Deuxième peau

Méditation poétique
de Jia Zhang-Ke sur la filière
du textile en Chine.

Ingrid Merckx  • 7 février 2008 abonné·es

Textile chinois. Deux termes directement associés à crise, exploitation, délocalisation, mondialisation… Troisième volet d’une trilogie documentaire, Useless, de Jia Zhang-Ke, suit un élan altermondialiste en remontant la filière du textile en Chine. D’une grosse usine de Canton jusqu’aux ateliers de couture de la région de Shanxi en passant par le studio de la styliste Ma Ke, il cherche à exprimer les conditions de vie des ouvriers, ceux qui travaillent à la chaîne comme ceux qui ont dû se reconvertir sous l’explosion de l’industrie du prêt-à-porter.

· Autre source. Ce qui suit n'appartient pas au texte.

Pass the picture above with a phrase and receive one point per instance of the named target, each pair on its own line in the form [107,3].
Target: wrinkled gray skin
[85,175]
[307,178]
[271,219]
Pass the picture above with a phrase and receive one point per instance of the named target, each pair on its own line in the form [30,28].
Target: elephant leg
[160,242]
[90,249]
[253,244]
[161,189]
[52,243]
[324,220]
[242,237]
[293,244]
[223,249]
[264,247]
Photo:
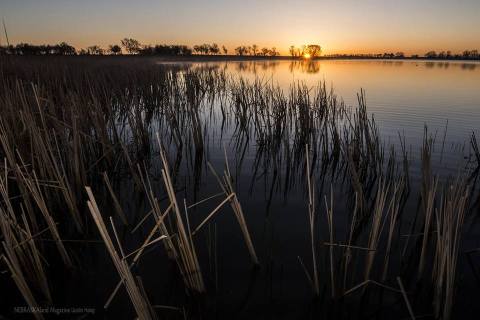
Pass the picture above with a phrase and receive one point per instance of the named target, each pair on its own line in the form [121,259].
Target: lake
[354,183]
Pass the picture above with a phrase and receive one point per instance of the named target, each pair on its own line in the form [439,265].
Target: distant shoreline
[232,58]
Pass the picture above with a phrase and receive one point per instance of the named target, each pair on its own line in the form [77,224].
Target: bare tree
[241,50]
[293,51]
[214,49]
[114,49]
[254,49]
[96,50]
[131,45]
[314,50]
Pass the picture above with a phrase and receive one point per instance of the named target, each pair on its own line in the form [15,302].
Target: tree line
[133,46]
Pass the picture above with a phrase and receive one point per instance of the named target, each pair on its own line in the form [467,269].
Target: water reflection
[305,66]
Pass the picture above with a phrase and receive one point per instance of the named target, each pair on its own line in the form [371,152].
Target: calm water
[403,95]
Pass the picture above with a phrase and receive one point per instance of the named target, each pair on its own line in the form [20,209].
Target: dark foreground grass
[75,133]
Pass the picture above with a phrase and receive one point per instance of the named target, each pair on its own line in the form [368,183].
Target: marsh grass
[128,130]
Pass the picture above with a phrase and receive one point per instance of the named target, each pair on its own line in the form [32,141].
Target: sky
[341,26]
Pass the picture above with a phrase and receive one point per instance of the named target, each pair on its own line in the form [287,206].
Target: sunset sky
[343,26]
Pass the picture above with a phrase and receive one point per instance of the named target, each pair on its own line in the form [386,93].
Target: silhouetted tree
[241,50]
[114,49]
[273,52]
[254,49]
[293,51]
[214,49]
[132,46]
[314,50]
[95,50]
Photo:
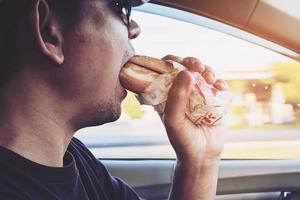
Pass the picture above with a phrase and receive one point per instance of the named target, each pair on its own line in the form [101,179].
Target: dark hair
[11,13]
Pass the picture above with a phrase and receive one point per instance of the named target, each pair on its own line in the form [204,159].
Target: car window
[263,120]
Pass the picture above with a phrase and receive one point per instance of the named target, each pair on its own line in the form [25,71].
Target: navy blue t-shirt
[83,177]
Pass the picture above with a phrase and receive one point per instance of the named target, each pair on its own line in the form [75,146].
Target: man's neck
[32,125]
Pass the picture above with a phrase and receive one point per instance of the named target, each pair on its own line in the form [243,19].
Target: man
[60,62]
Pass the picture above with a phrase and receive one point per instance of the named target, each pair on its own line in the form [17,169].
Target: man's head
[75,48]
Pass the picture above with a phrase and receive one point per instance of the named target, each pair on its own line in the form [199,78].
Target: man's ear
[47,32]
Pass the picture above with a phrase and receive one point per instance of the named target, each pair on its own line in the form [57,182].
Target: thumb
[178,98]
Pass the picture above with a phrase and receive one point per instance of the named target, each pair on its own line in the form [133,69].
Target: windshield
[263,120]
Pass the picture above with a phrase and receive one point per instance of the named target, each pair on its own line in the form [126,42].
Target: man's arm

Associant absence de discours, présence délicate et une lenteur de caméra qui permet de faire exister dans le cadre les expressions des visages mais aussi les vêtements de tous les jours, l’environnement immédiat, des bribes de dialogues…, Jia Zhang-Ke transcende la démarche politique. Ma Ke est pour cela un relais en or, dans le discours mais surtout dans la démarche. Pour résister à la société de consommation adepte du « jetable », cette jeune créatrice de mode a décidé de créer une ligne («~Wu Yong~», «~Useless~», c’est-à-dire «~inutile~») où les objets auraient une âme, une histoire, un passé. Jia Zhang-Ke assiste ainsi à la finalisation, dans un studio de lumière, de la collection qu’elle va introduire comme un manifeste au coeur de la fashion week 2007 à Paris. Et quelle jolie victoire que le succès de ses mannequins antiluxe bling-bling progressivement révélés dans l’obscurité comme une oeuvre d’art. Surtout, Jia Zhang-Ke montre comment Ma Ke enterre ses créations après les avoir frottées de terre « pour qu’elles s’imprègnent de l’usure du temps » .

Le cinéaste partage avec la styliste un même goût pour la matière : peau, tissu, terre… C’est palpable dès ses premiers plans, qui suivent des visages, des cous, des bras, éclairés au néon, balayés par des ventilateurs. Ou durant ce moment passé chez un ancien tailleur du Shanxi. Modestie du logement, timidité du couple : « Dans quelle tenue préférez-vous votre femme ? » Cela devient frappant lors de cette scène mémorable où des mineurs prennent la douche collective qui va les nettoyer du labeur. Peau, charbon, eau, peau… tissus, enfin. Pour couvrir les corps.